The climate of the Arabian Sea is monsoonal. In winter northeasterly winds, which bring clear, cold weather, predominate; in summer southwesterly winds predominate, followed by cloudy, humid weather. In spring, summer, and fall typhoons are frequent. In winter the temperature is 20–25°C; in summer it is 25–29°C. The annual precipitation is 23–125 mm in the west and as much as 3,100 mm in the east, with the maximum during the summer months. The surface currents are westerly in the winter and easterly in the summer.

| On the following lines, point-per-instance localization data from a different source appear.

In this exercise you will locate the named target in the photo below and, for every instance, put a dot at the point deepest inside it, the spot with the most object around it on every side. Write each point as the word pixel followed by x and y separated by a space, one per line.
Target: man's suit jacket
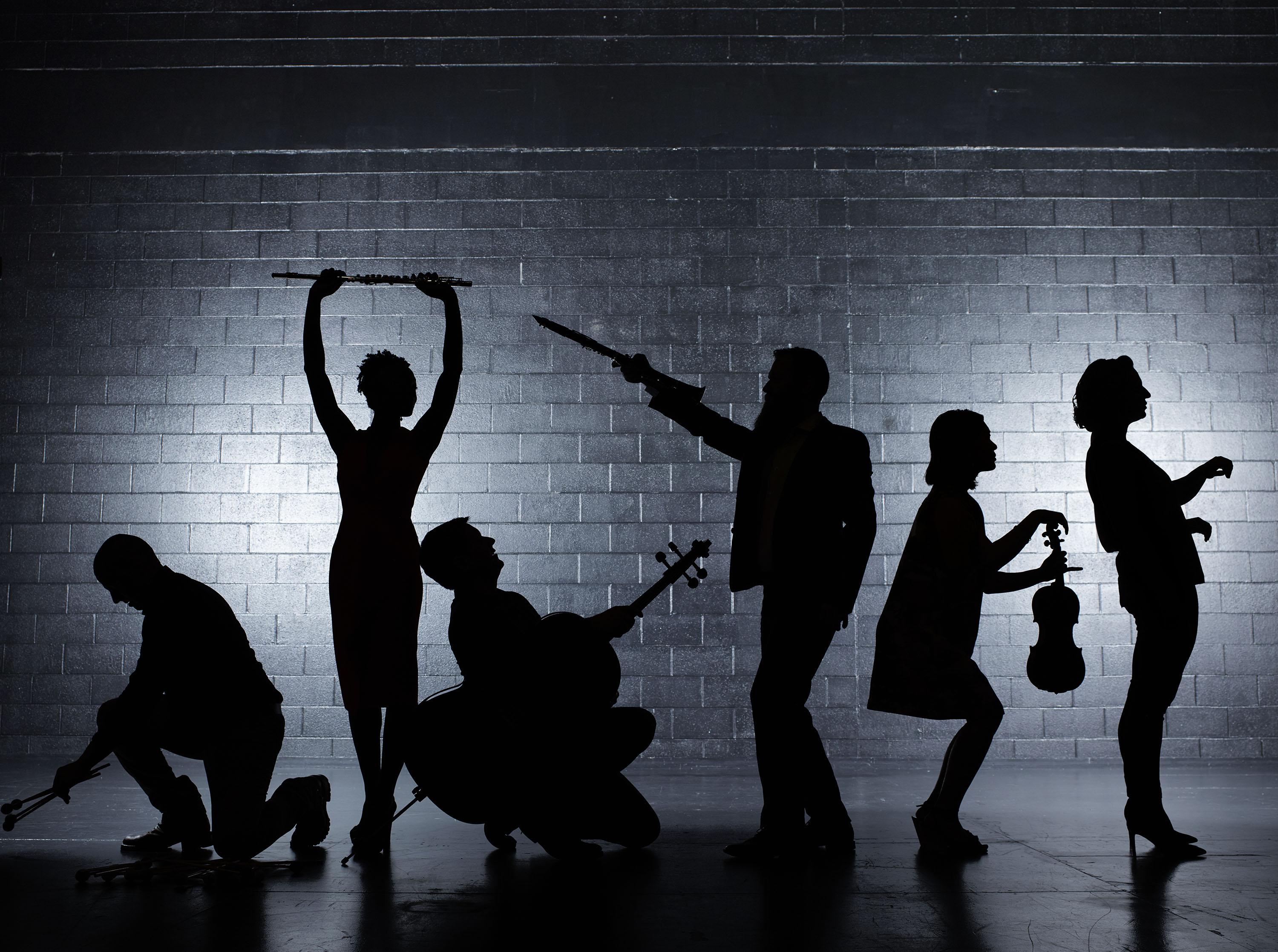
pixel 825 521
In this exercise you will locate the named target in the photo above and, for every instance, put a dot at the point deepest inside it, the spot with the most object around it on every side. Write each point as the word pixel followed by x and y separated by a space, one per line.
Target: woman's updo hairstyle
pixel 388 383
pixel 951 440
pixel 1101 389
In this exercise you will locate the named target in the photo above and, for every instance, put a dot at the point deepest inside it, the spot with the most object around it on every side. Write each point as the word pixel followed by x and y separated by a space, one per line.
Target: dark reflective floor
pixel 1057 876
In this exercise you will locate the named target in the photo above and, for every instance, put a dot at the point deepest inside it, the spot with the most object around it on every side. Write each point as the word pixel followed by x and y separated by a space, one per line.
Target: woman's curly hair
pixel 1101 388
pixel 950 443
pixel 383 375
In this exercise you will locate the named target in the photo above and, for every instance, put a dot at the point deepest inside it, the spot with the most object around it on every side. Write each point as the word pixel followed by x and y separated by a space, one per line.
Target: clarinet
pixel 422 278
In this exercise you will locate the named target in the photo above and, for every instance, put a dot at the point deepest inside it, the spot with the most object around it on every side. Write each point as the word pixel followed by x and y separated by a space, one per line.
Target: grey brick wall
pixel 161 35
pixel 150 379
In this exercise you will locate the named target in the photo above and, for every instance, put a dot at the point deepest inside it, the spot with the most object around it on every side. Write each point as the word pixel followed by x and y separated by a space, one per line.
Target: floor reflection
pixel 1151 876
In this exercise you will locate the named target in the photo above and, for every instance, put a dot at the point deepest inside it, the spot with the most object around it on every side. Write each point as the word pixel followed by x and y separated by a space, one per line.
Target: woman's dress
pixel 927 633
pixel 375 582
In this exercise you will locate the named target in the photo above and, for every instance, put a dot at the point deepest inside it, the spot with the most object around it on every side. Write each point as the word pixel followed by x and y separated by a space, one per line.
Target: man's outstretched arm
pixel 698 420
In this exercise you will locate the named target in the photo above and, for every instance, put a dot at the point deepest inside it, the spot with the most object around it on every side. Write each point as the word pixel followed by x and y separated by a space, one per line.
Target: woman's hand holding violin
pixel 1047 517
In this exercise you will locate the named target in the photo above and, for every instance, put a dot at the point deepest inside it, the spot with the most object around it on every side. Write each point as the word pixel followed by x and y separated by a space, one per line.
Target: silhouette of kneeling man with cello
pixel 532 739
pixel 200 692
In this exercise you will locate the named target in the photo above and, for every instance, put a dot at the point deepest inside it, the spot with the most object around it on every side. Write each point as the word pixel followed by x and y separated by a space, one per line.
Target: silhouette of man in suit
pixel 564 740
pixel 200 692
pixel 803 531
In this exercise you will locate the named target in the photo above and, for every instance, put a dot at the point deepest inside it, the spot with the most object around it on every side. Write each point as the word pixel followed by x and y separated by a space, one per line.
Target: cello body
pixel 469 758
pixel 1056 662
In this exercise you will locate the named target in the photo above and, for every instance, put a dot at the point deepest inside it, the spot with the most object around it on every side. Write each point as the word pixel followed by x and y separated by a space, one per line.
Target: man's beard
pixel 776 418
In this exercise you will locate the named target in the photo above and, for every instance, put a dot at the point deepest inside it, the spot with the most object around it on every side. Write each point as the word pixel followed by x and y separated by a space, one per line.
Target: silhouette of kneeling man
pixel 554 748
pixel 199 692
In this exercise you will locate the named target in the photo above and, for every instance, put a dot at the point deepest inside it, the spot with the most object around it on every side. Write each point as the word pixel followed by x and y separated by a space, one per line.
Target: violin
pixel 1056 662
pixel 587 674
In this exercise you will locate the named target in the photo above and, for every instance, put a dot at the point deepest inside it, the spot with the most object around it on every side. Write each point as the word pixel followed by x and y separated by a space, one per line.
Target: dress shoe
pixel 769 845
pixel 184 821
pixel 312 795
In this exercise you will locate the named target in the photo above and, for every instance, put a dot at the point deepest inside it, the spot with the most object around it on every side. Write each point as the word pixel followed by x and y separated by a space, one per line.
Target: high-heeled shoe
pixel 1152 822
pixel 372 835
pixel 945 836
pixel 498 832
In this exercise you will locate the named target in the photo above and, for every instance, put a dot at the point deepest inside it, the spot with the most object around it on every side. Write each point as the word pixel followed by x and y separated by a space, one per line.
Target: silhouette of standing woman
pixel 923 665
pixel 1139 517
pixel 375 584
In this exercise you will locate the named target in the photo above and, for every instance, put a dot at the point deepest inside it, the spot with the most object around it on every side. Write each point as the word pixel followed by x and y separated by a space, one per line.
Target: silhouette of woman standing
pixel 1139 517
pixel 375 584
pixel 923 665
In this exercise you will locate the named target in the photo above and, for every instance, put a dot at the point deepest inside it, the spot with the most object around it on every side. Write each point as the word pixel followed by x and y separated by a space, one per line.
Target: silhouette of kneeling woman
pixel 1139 517
pixel 923 665
pixel 375 586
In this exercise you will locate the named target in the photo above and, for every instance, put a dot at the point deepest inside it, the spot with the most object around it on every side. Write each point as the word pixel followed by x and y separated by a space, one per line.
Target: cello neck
pixel 674 570
pixel 1053 538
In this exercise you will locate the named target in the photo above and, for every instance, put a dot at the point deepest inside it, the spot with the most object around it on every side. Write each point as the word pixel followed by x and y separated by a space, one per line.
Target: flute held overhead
pixel 421 278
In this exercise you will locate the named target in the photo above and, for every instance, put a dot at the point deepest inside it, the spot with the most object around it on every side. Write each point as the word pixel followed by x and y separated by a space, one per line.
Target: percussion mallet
pixel 14 812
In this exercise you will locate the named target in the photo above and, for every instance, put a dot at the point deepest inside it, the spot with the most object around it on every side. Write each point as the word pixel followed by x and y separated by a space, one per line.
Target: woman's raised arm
pixel 430 430
pixel 337 425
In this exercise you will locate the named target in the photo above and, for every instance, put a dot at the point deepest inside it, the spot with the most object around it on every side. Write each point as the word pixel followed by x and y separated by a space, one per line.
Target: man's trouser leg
pixel 239 766
pixel 611 809
pixel 794 770
pixel 138 739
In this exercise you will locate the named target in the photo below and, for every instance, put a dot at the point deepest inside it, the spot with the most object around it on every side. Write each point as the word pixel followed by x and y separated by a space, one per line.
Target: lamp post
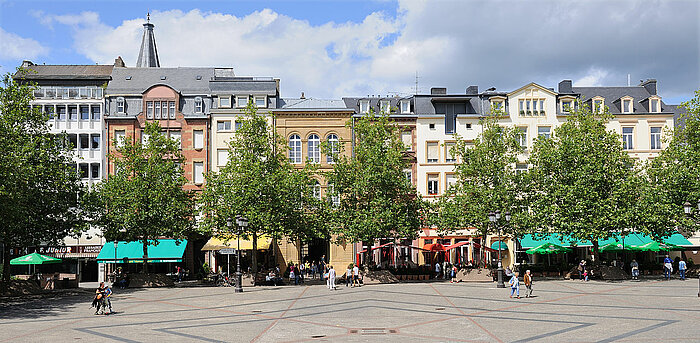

In winter the surface water temperature is 22–27°C; in summer it is 23–28°C, with a maximum of 29°C in May. The salinity is 35.8–36.5 parts per thou. Tides are irregular and semidiurnal; they are 5.1 m in height. Under the influence of the deep waters of the Red Sea and the Persian Gulf, the water temperature of the Arabian Sea is above 5°C and the salinity exceeds 35 parts per thou up to a depth of 1,500 m. Animal life includes liugon’, flying fish, tuna, swordfish, southern herring, shoal fish, and sailfish. The main harbors are Colombo, Bombay, Karachi, and Aden.
REFERENCESMuromtsev, A. M. Osnovnye cherty gidrologii Indiiskogo okeana. Leningrad, 1959.
Wooster, W. S., M. B. Schaefer, and M. K. Robinson. Atlas of the Arabian Sea for Fishery Oceanography. La Jolla, 1967.